Rilling’s Republican opponent this November, Republican Kelly Straniti, said recently she approves of the mall.
“From the beginning I have been in favor of the concept of a mall at the 95/7 location,” she said.
Councilman Bruce Kimmel (D-At-Large) backed up Duff in a Friday night email:
“As I indicated at the last Planning Committee meeting, I strongly urge my Council colleagues to approve separating the Urban Renewal Plan from the LDA/CMSP (Land Disposition Agreement/Concept Master Site Plan) at our Aug. 11 meeting. I also believe we should vote on the LDA/CMSP at our Aug. 25 meeting. We have been discussing the mall for months, we have heard various arguments for and against. Now is the time to act.”
In the July 21 Joint Committee meeting between the Council and RDA, Planning Committee Chairman Doug Hempstead (R-At Large) said the Council will likely vote Aug. 11 on that proposal in order to keep the process moving and allow GGP to go to Planning and Zoning as negotiations continue. It will be taken up again Aug. 25.
“I think it would be insane if GGP doesn’t put all of its resources to get all of this answered,” Hempstead said of questions raised at the meeting. “To allow this to lapse until after an election would be insane.”
Former State Rep. Larry Cafero (R-142) of Norwalk, the attorney representing GGP in negotiations with the city, said at the meeting that timing is crucial to the project.
“Anchors drive the deal,” Cafero said. “… (Nordstrom and Bloomingdale’s) did not sign up without some various general representations.” Anchors either open in April or October, he said. Miss one window and you wait another six months for the next.
GGP has said it needs to have its approvals by January and wants to be able to start construction in 2016 for a mid-2018 opening.
Duff said in his statement that, in the Land Disposition Agreement, GGP has guaranteed to the city that the proposed mall will be categorized as a “Class A Mall” and that GGP “shall maintain anchors of high quality” (i.e., Bloomingdales, Nordstroms, etc). “Most real estate experts will agree that the proposed mall in Norwalk will end up being the highest rated mall in the state and one of the premier shopping experiences in the Northeast,” the statement asserted.

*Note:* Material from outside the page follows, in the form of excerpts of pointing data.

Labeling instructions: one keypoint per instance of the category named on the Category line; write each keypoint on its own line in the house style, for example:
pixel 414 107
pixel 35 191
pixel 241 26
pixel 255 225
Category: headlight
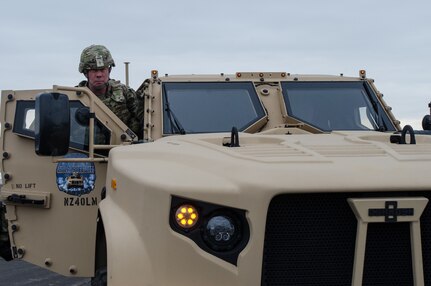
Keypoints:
pixel 221 233
pixel 219 230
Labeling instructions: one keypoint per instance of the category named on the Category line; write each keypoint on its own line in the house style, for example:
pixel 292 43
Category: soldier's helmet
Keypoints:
pixel 95 57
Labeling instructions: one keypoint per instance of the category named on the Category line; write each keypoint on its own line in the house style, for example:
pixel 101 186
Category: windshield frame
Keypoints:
pixel 381 119
pixel 172 124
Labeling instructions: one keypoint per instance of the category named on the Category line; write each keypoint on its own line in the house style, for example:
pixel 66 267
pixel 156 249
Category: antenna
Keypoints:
pixel 127 73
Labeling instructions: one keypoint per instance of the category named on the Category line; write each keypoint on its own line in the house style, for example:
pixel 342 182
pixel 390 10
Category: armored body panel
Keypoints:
pixel 244 179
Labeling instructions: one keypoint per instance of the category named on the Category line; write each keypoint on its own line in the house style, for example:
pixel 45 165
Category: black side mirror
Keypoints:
pixel 52 124
pixel 82 116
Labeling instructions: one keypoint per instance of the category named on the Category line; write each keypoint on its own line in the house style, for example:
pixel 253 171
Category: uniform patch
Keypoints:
pixel 76 178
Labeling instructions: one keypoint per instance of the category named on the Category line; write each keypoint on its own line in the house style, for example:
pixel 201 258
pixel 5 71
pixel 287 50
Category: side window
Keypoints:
pixel 25 119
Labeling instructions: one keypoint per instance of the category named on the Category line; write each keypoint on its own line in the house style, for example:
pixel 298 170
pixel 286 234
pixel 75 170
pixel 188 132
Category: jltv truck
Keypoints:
pixel 254 178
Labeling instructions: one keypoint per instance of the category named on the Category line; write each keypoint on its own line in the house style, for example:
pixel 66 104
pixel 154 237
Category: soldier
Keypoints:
pixel 96 64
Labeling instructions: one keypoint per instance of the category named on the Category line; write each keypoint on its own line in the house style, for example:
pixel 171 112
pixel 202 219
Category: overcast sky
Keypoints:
pixel 41 41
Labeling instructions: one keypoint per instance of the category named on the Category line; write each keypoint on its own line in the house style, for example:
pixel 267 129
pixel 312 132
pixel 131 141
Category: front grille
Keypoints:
pixel 310 240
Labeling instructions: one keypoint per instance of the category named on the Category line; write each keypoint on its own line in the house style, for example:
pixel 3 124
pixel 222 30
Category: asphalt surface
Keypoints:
pixel 20 273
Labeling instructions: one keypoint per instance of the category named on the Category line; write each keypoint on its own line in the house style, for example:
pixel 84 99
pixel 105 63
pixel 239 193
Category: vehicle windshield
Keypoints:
pixel 335 106
pixel 199 107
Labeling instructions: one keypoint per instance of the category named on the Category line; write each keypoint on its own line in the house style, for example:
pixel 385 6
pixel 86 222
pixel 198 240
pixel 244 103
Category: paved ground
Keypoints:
pixel 20 273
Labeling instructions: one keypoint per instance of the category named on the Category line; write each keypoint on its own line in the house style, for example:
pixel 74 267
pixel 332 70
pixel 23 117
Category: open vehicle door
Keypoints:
pixel 52 202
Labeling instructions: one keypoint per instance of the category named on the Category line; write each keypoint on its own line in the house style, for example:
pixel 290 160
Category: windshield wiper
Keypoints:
pixel 176 127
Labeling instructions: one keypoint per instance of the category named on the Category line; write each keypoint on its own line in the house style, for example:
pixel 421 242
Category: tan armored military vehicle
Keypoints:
pixel 245 179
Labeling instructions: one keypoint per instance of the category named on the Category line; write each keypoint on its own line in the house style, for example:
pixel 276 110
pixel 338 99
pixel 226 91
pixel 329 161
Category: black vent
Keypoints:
pixel 310 240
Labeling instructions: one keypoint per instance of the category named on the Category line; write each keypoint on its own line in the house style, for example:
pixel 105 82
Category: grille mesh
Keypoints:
pixel 310 240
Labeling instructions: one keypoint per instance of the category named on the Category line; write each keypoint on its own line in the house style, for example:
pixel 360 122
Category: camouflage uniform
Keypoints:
pixel 123 101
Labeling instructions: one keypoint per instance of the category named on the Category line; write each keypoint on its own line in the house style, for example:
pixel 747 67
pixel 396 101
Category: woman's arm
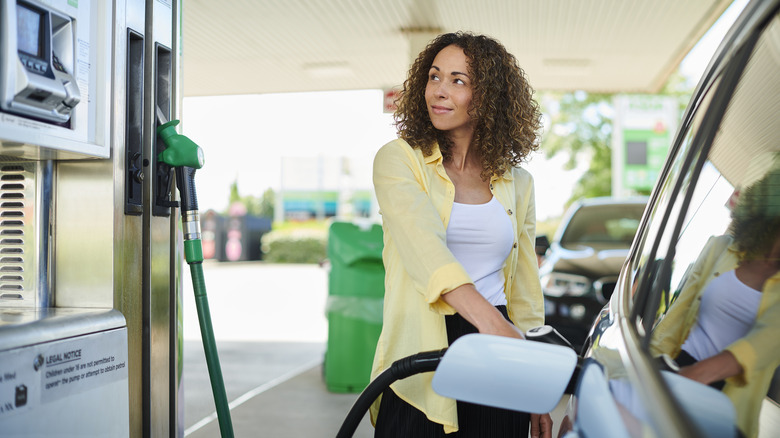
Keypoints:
pixel 470 304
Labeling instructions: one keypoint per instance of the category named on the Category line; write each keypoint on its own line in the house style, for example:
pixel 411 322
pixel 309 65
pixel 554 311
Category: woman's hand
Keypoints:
pixel 472 306
pixel 541 426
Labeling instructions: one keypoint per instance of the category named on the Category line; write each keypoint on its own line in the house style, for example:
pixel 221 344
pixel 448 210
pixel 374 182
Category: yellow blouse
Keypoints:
pixel 758 352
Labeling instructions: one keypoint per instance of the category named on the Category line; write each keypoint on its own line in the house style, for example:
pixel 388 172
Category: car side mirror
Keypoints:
pixel 507 373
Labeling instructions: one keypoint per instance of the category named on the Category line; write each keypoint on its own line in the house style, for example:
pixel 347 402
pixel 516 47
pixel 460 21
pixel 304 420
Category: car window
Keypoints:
pixel 611 225
pixel 713 264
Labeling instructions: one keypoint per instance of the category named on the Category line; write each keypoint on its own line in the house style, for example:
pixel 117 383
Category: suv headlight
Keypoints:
pixel 558 284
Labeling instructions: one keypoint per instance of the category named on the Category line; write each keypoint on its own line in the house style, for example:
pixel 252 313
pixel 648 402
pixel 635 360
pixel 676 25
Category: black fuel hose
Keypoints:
pixel 402 368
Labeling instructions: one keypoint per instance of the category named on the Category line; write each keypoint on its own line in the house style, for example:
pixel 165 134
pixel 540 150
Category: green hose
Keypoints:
pixel 185 156
pixel 210 345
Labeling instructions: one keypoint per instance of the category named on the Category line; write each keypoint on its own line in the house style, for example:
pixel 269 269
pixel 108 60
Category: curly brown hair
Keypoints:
pixel 755 219
pixel 507 118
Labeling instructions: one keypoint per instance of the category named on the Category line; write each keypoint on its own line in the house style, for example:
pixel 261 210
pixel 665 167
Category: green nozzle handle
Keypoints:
pixel 180 151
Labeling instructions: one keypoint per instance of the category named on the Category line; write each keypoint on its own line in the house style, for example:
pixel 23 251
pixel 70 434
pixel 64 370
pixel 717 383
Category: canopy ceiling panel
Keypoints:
pixel 272 46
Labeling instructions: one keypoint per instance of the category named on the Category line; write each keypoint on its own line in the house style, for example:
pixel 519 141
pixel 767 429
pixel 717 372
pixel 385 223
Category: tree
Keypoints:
pixel 263 207
pixel 581 126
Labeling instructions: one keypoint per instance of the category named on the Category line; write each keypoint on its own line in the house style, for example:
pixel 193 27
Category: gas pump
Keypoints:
pixel 89 270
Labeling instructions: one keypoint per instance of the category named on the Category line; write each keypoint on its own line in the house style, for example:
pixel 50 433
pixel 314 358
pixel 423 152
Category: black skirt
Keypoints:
pixel 398 419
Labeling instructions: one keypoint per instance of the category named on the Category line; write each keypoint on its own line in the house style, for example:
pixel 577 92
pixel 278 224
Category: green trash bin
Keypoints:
pixel 354 308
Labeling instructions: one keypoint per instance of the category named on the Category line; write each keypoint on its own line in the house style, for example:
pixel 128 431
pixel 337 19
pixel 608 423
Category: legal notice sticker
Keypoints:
pixel 43 373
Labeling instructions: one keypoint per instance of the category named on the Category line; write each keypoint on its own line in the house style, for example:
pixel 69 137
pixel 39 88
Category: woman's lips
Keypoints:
pixel 439 109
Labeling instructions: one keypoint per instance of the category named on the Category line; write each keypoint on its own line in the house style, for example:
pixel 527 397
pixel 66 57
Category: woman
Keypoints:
pixel 723 328
pixel 459 228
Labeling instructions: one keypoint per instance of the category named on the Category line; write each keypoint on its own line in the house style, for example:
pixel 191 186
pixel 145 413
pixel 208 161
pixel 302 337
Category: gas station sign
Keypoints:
pixel 643 130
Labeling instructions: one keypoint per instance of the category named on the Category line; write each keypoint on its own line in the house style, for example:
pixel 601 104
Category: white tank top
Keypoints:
pixel 727 312
pixel 480 237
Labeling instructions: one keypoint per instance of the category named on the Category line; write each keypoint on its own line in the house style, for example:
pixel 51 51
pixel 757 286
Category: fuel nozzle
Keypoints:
pixel 185 157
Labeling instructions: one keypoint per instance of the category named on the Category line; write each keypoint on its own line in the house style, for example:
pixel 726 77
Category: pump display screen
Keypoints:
pixel 29 25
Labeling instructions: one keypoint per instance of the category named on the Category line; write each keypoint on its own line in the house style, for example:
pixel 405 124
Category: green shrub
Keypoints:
pixel 300 245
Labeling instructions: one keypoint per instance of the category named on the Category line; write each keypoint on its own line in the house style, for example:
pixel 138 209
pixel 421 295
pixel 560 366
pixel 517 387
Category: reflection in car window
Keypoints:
pixel 721 296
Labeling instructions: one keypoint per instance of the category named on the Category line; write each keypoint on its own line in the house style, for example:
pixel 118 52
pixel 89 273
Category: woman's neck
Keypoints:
pixel 755 273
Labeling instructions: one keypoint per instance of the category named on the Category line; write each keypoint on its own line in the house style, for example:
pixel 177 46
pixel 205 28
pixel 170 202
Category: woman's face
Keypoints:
pixel 448 93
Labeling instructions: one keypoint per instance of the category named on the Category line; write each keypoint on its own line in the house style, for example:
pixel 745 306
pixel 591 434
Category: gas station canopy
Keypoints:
pixel 273 46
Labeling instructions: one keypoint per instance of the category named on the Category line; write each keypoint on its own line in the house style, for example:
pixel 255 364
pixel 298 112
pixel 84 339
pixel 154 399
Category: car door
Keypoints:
pixel 728 144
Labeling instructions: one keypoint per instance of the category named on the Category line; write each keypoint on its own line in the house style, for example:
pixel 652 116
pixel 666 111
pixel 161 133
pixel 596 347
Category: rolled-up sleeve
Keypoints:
pixel 414 229
pixel 526 300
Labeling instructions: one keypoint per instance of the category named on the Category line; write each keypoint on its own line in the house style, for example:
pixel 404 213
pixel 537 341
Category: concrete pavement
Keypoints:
pixel 271 331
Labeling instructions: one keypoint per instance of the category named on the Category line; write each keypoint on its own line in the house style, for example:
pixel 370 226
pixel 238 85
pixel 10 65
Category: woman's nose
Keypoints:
pixel 440 90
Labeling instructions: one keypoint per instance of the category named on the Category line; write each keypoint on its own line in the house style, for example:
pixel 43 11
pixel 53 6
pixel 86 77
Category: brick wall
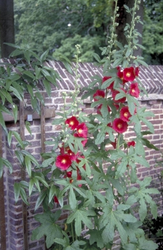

Duff said the state has invested millions of dollars in the area for infrastructure improvements with an eye on transforming the area to into one that will benefit the city and the state.
“In order to have an October 2018 opening, there are a set of very strict deadlines that must be met,” he said. “The Council and Redevelopment Agency need to make this a top priority for the citizens of our city.”
And while Duff touted the state’s contribution to the area, Kimmel said, “The mall is first and foremost a Norwalk project; however, it will have a positive impact beyond our borders. I welcome Senator Duff’s input. I believe we are in total agreement on this important issue.”